Ironically, of the 10 current non-permanent members of the Security Council (Argentina, Congo, Denmark, Ghana, Greece, Japan, Peru, Qatar, Slovakia and Tanzania) only 3 (Ghana, Japan and Peru) had been given a completely clean bill of health by the IAEA for 2005. The other 7 (and Germany, which sponsored resolution 1696 along with the US/UK) share with Iran the distinction that the IAEA was not in a position to say in 2005 that there are “no undeclared nuclear materials or activities” within their boundaries.
Nevertheless, all of them (apart from Qatar) were prepared to vote with the P5 to declare Iran “a threat to peace”, because the IAEA was not in a position to say that there are “no undeclared nuclear materials or activities” in Iran.
(The P5 are in the privileged position of being signatories to the NPT as “nuclear-weapon” states and are therefore not required to declare any of their nuclear activities, either civil or military, or to open any of their nuclear facilities to IAEA inspection.)
It is true that, in the vast majority of the 159 states that werenít given a completely clean bill of health by the IAEA in 2005, there is a vanishingly small probability that clandestine nuclear activities, either civil or military, are going on. There is a possibility that Iran (and a few other states out of these 159) has nuclear facilities that havenít been declared to the IAEA, perhaps even facilities with a military purpose.
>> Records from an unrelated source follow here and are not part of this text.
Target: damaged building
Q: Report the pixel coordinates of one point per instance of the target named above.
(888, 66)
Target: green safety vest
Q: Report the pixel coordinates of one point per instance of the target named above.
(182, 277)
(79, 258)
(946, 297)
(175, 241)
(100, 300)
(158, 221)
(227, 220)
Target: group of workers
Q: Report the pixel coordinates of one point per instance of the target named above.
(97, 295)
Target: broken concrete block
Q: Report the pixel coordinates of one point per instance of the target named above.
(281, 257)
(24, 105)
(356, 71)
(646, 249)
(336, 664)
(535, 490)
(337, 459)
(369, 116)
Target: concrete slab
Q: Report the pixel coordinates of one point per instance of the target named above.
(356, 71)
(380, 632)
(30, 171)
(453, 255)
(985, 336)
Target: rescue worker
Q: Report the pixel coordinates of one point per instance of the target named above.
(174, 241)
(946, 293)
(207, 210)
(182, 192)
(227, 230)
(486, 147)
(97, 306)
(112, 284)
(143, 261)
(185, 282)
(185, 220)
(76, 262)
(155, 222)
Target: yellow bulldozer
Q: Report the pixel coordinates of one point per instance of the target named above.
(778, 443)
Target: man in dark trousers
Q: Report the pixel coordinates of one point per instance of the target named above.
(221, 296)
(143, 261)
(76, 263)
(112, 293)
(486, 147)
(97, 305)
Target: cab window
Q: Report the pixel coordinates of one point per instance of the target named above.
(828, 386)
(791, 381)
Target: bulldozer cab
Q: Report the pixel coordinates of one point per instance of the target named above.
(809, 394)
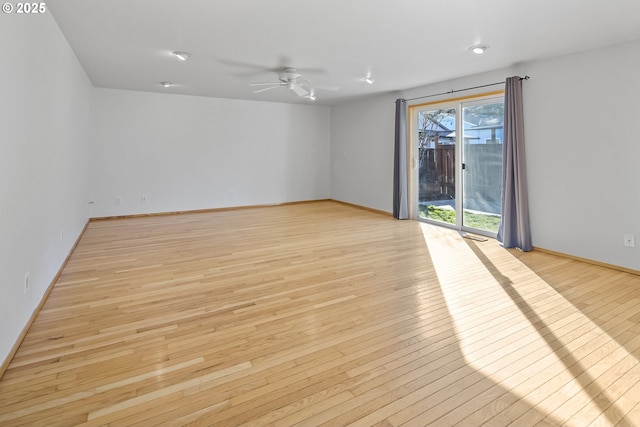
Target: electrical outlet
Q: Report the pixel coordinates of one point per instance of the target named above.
(629, 241)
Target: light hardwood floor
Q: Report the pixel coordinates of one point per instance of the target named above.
(323, 314)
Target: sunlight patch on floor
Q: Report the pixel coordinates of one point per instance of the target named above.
(533, 341)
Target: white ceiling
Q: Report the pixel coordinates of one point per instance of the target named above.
(127, 44)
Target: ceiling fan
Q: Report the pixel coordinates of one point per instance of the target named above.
(287, 77)
(291, 79)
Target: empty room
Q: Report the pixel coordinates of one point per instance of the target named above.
(305, 213)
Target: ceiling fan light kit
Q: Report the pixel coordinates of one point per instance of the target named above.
(183, 56)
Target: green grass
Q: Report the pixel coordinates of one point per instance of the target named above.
(487, 222)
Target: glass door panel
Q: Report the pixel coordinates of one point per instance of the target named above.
(437, 165)
(482, 126)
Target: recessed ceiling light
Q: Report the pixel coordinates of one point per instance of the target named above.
(183, 56)
(478, 49)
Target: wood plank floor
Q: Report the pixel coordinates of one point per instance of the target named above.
(323, 314)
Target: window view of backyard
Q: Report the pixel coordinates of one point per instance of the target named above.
(481, 163)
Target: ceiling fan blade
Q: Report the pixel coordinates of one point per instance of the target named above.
(266, 84)
(322, 87)
(266, 89)
(299, 90)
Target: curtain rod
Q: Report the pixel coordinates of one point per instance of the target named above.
(462, 90)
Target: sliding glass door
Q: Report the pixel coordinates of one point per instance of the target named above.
(437, 165)
(459, 164)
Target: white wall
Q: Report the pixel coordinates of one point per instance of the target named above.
(186, 152)
(362, 152)
(44, 115)
(582, 135)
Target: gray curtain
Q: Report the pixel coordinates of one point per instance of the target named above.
(400, 176)
(514, 231)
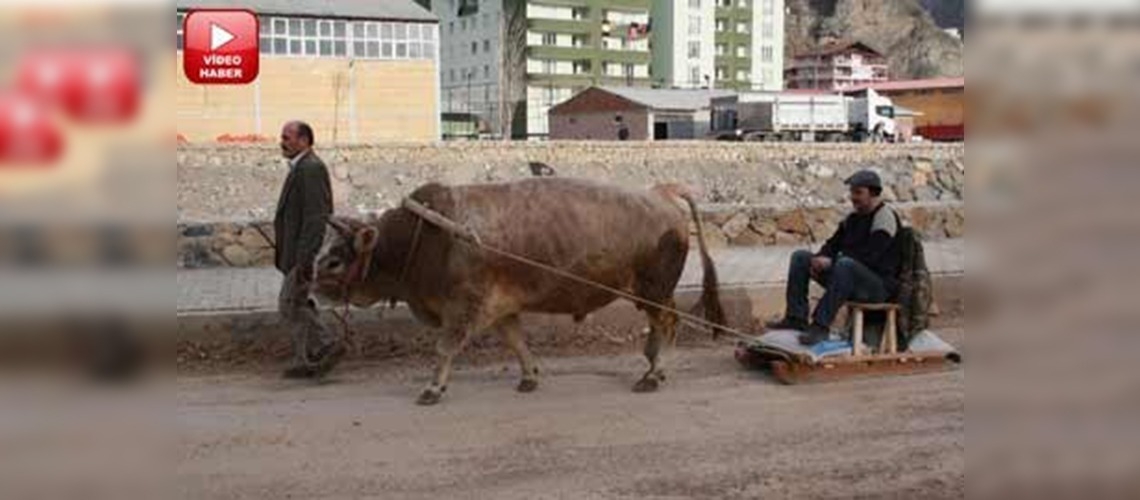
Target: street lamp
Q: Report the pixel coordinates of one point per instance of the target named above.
(470, 75)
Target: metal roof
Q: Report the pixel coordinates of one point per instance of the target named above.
(913, 84)
(356, 9)
(672, 99)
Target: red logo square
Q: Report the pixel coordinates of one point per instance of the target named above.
(221, 47)
(91, 84)
(27, 134)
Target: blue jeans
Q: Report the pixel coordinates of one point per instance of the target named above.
(846, 280)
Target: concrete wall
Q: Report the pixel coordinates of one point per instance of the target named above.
(244, 243)
(221, 182)
(372, 100)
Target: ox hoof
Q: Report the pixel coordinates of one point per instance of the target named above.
(646, 385)
(429, 396)
(527, 385)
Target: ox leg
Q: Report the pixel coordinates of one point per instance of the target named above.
(661, 337)
(458, 327)
(450, 342)
(515, 339)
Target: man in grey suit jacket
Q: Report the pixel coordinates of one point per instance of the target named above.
(299, 227)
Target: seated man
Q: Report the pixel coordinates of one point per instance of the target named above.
(860, 262)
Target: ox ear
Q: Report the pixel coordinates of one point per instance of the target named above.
(339, 224)
(366, 239)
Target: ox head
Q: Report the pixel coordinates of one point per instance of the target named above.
(344, 259)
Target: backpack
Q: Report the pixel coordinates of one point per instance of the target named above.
(915, 288)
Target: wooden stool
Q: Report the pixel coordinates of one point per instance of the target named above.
(889, 342)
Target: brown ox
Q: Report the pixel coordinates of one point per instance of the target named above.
(634, 242)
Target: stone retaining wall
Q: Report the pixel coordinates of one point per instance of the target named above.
(238, 243)
(228, 181)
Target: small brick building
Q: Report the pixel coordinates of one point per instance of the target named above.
(601, 113)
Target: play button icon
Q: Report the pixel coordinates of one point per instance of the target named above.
(221, 47)
(219, 37)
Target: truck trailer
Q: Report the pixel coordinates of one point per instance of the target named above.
(784, 116)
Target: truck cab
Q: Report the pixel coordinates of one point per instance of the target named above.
(873, 115)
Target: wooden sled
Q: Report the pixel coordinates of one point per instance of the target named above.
(798, 368)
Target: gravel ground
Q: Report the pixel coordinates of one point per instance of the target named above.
(715, 431)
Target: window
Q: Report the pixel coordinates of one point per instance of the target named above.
(179, 42)
(330, 38)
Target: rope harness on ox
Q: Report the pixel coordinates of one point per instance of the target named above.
(470, 237)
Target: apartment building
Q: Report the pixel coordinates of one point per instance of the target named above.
(358, 72)
(505, 63)
(683, 43)
(734, 44)
(749, 44)
(837, 67)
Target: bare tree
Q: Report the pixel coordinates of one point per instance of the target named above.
(513, 70)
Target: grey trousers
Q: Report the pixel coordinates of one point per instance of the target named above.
(846, 280)
(299, 311)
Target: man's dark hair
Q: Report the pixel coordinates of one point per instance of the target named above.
(304, 132)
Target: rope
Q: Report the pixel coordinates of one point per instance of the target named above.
(470, 237)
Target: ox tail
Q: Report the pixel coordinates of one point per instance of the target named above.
(710, 286)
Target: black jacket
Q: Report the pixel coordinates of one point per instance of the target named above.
(870, 239)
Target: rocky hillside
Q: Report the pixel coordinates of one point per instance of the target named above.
(914, 44)
(947, 13)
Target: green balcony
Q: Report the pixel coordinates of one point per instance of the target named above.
(562, 52)
(562, 2)
(561, 26)
(624, 56)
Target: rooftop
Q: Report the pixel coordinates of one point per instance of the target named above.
(674, 99)
(838, 48)
(353, 9)
(912, 84)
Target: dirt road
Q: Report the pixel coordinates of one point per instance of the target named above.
(714, 432)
But that is not the point: the Security Council should not convict nations, and declare them to be “a threat to peace”, on the basis of a possibility, but on the basis of facts, in this case facts established by the IAEA, the international body responsible for policing nuclear activities. And, as of 31 July 2006, when the Security Council declared Iran to be “a threat to peace”, the facts as ascertained by the IAEA did not indicate that Iranís nuclear activities were for anything other than peaceful purposes, so much so that two months earlier Dr ElBaradei offered the opinion that there was “no imminent threat” from Iran.
NPT Amended for Iran
Strangely, in its preamble, resolution 1696 recognises that signatories to the NPT have a right “to develop research, production and use of nuclear energy for peaceful purposes without discrimination”. This is written into Article IV(1) of the NPT, which says:
“Nothing in this Treaty shall be interpreted as affecting the inalienable right of all the Parties to the Treaty to develop research, production and use of nuclear energy for peaceful purposes without discrimination and in conformity with Articles I and II of this Treaty.”
So, under the NPT, Iran has an “inalienable right” to enrich uranium for peaceful purposes. For the Security Council to demand in a mandatory Chapter VII resolution that Iran cease enrichment is tantamount to amending the NPT in respect of Iran, and Iran alone, to take away its rights under the NPT, without its consent. In effect, Article IV(1) of the NPT has now become:
“Nothing in this Treaty shall be interpreted as affecting the inalienable right of all the Parties to the Treaty except Iran to develop research, production and use of nuclear energy for peaceful purposes without discrimination and in conformity with Articles I and II of this Treaty.”
The Security Council should be in the business of upholding international treaties. But, in this case, it has in effect amended the international treaty on nuclear non-proliferation to make an exception to the disadvantage of one state, Iran. It is an extraordinary precedent to set.